The Institute for Justice is, first and foremost, a law firm. As a public interest organization with subject matter expertise on critical issues like property rights and economic liberty, however, we also search for methods outside the courtroom to restore limits on government power. And at the confluence of our strategic research, outreach, media and legislative advocacy programs, we have found such an approach.
Similar to IJ’s conscientious approach to litigation, our legislative work moves forward only after meticulous attention to the mission and the means by which we will achieve it. For this year’s legislative sessions, most of which started in January, the work actually began this past July with something we had never done before—a legislative summit at our headquarters in Virginia. Led by IJ-MN Executive Director Lee McGrath, the meeting brought together representatives from across IJ’s offices and businesses in order to devise a unified and coordinated plan of action to introduce our two priorities for 2013: civil forfeiture reform and occupational licensing relief.
Honed and finalized in the weeks that followed, the multi-faceted blueprint treats the launch of this year’s legislative effort in the same way we launch a case—while at the same time highlighting the diverse and unique contributions IJ provides to public policy debates. Chief among those is IJ’s ability to assemble original social science research to make the case that change is necessary and to package that message in an easily consumable format aimed at the ever-shrinking attention spans of legislators and constituents alike.
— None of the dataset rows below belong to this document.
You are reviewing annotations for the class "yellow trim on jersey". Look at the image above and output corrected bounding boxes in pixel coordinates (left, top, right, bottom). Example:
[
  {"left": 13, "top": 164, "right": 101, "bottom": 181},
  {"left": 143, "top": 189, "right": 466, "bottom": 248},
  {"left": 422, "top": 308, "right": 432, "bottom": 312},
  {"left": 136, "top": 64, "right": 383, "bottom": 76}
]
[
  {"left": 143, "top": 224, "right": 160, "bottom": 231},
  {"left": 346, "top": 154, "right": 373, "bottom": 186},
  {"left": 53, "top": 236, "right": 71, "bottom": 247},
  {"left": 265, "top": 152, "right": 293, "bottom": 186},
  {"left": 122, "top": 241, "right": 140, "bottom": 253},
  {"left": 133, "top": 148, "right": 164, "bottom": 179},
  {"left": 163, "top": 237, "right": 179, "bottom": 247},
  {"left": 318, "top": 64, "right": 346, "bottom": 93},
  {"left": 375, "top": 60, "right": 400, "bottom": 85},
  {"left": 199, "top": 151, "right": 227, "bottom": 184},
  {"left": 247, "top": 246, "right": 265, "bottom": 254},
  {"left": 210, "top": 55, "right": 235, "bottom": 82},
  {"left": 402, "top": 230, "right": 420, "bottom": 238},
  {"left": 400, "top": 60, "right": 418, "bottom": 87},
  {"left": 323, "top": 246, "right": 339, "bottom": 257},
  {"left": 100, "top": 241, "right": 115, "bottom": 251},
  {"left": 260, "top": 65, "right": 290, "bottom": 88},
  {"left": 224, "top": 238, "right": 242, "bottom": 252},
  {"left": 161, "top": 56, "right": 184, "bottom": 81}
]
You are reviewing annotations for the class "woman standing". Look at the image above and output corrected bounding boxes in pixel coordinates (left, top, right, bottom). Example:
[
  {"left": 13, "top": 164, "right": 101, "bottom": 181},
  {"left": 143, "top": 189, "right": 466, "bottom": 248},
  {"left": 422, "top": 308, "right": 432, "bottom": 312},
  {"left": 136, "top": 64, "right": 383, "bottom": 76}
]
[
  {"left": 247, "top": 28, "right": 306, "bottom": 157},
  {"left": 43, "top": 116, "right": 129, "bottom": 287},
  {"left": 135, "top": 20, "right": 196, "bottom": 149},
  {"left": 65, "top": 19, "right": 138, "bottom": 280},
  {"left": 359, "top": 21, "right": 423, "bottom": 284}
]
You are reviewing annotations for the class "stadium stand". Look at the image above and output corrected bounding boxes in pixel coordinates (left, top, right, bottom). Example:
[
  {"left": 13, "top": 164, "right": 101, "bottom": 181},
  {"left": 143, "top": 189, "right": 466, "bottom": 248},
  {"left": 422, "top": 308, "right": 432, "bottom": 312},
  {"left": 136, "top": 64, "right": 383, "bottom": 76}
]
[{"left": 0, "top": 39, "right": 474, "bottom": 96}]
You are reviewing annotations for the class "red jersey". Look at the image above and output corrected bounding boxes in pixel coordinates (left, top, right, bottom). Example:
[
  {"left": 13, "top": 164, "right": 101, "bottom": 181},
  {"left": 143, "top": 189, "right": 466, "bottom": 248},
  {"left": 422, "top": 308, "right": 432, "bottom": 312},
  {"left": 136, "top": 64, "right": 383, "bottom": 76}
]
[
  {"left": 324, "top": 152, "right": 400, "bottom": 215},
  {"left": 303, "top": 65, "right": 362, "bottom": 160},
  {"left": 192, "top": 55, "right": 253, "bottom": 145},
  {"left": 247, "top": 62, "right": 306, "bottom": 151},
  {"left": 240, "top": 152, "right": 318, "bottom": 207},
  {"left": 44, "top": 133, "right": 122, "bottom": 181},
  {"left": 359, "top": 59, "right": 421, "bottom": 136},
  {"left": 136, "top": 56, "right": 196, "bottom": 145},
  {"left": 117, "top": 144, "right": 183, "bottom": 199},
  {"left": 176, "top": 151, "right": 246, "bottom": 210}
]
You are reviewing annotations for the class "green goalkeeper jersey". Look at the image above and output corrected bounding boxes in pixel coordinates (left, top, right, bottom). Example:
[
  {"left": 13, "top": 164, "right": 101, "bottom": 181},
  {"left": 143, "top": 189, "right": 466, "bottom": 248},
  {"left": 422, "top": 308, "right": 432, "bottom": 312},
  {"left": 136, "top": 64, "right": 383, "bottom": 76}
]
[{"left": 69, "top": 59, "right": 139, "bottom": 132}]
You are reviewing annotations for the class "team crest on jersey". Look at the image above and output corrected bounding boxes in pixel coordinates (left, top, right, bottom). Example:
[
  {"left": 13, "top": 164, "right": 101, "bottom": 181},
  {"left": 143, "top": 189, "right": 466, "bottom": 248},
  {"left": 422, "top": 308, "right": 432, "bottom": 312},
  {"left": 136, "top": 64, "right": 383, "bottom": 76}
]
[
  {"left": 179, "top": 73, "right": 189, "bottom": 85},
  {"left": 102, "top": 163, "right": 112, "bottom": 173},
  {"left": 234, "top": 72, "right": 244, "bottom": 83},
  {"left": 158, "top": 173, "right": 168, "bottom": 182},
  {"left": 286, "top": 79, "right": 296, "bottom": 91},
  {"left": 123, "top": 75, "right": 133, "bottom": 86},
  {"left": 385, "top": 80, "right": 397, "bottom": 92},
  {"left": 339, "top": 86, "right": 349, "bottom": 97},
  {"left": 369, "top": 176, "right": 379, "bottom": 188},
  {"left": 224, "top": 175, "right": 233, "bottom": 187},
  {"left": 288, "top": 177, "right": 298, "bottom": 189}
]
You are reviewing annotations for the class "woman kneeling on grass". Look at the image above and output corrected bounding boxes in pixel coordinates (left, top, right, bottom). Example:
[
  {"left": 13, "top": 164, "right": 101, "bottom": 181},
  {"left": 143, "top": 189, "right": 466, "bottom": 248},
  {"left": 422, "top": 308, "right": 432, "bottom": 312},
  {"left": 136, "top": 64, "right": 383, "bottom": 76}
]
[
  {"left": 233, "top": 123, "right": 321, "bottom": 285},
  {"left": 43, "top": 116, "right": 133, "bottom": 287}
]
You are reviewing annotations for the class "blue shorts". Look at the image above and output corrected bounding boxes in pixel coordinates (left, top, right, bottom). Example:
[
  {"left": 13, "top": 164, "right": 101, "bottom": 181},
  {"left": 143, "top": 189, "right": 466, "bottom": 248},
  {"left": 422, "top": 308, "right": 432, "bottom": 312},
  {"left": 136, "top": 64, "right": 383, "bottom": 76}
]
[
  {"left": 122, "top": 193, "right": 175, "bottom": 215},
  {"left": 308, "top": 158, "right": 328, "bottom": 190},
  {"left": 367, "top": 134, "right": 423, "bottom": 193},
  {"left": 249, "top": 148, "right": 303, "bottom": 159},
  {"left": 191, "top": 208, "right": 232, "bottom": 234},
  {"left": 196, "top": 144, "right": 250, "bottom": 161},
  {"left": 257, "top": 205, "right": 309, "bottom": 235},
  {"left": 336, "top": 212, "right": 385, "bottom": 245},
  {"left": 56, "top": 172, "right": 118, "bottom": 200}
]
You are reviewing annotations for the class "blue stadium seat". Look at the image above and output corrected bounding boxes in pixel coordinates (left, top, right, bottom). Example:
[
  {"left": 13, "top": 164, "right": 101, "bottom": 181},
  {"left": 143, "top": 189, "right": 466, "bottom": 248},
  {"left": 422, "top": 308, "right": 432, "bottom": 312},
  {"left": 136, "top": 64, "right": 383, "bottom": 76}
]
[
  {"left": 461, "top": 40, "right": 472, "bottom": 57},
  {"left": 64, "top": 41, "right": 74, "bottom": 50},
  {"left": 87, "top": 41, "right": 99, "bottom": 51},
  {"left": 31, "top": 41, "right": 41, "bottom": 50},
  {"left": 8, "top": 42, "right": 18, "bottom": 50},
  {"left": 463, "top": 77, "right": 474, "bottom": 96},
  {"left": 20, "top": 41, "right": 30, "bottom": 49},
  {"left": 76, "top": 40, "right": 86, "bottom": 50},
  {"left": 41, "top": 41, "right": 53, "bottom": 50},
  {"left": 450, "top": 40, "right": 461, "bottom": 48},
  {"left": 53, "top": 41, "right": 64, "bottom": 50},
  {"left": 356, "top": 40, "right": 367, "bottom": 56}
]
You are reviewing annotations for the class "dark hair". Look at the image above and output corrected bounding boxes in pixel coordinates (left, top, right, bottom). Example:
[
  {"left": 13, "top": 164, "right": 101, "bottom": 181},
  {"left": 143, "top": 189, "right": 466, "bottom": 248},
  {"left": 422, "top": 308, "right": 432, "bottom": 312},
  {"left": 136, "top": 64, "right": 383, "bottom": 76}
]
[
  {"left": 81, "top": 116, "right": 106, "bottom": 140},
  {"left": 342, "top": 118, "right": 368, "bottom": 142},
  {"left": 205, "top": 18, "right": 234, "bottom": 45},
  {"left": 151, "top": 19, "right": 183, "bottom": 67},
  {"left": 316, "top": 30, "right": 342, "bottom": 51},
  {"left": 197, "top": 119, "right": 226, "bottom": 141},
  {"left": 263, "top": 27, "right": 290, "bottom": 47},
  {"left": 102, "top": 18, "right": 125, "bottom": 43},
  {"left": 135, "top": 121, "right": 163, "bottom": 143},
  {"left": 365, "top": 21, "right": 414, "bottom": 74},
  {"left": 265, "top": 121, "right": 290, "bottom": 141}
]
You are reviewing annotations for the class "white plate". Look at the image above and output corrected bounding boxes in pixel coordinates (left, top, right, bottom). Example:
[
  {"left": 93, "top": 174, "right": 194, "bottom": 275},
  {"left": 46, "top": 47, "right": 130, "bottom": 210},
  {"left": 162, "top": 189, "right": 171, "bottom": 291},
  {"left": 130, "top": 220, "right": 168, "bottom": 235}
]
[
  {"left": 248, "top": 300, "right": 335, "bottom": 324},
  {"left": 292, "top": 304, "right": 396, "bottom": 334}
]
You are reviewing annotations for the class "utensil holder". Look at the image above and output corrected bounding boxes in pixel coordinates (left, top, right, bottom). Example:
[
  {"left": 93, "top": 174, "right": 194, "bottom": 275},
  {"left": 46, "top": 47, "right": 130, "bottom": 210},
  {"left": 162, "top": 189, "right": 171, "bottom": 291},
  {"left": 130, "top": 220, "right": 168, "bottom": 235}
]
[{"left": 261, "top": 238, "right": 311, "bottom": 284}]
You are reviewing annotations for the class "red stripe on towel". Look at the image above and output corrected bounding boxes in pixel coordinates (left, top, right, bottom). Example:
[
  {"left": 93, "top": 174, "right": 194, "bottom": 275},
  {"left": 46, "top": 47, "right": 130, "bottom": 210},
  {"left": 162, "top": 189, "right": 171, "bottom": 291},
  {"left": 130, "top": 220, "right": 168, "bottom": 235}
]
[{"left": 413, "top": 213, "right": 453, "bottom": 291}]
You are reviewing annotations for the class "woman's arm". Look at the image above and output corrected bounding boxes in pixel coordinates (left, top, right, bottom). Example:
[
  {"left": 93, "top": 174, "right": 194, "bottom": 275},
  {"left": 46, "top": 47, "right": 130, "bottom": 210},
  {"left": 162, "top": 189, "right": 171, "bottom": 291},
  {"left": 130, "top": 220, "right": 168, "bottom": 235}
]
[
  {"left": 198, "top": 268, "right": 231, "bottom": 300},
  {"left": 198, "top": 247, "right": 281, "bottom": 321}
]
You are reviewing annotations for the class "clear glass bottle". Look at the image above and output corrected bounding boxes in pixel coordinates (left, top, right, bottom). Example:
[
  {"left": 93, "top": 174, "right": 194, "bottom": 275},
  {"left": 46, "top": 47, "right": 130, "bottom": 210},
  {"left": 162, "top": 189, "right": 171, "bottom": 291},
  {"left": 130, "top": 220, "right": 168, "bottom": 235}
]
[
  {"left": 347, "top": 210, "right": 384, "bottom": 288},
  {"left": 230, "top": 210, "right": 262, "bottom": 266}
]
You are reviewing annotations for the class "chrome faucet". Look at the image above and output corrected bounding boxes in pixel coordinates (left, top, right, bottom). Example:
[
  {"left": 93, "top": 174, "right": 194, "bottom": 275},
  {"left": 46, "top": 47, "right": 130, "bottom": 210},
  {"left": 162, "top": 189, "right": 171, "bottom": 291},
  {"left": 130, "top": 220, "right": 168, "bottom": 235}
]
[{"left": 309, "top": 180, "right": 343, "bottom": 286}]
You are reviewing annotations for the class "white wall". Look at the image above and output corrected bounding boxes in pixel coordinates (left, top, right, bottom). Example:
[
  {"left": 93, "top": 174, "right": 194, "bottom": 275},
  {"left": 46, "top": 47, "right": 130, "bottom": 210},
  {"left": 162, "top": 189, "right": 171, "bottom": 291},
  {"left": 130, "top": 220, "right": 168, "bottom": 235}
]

The results are striking. To support our argument that civil forfeiture is one of the greatest threats to property rights today, IJ’s strategic research arm authored three separate reports that emphasize the problem of policing for profit, where law enforcement officials have a direct financial incentive to confiscate cash and goods. The reports focused on three states we targeted for legislative reform: Minnesota, Arizona and Georgia. As a complement to the written reports, Social Media Manager Mark Meranta and others on the production and design team composed a hard-hitting video that ties together findings from our forfeiture research, educates the public about the danger of civil forfeiture and provides simple solutions to rein in these abuses—all in just a few minutes. All of this was rolled out with national and state-specific press releases to maximize the media impact at a time when audiences are paying the closest attention to what issues are most important in the upcoming legislative sessions.
Another key component of IJ’s legislative arsenal is our model legislation. Developed collaboratively within IJ over a number of months—or even years as we learn valuable lessons about promoting our position—model legislation is a critical statement of principle that we use to focus our advocacy and ensure greater freedom across the country. This year we’ll use our civil forfeiture and occupational licensing models—and the ideas they represent—on multiple fronts.
And if our success using model language and marshaling disparate IJ businesses to defeat eminent domain abuse is any indication, we’ll have much more to report on an even greater number of issues in the future.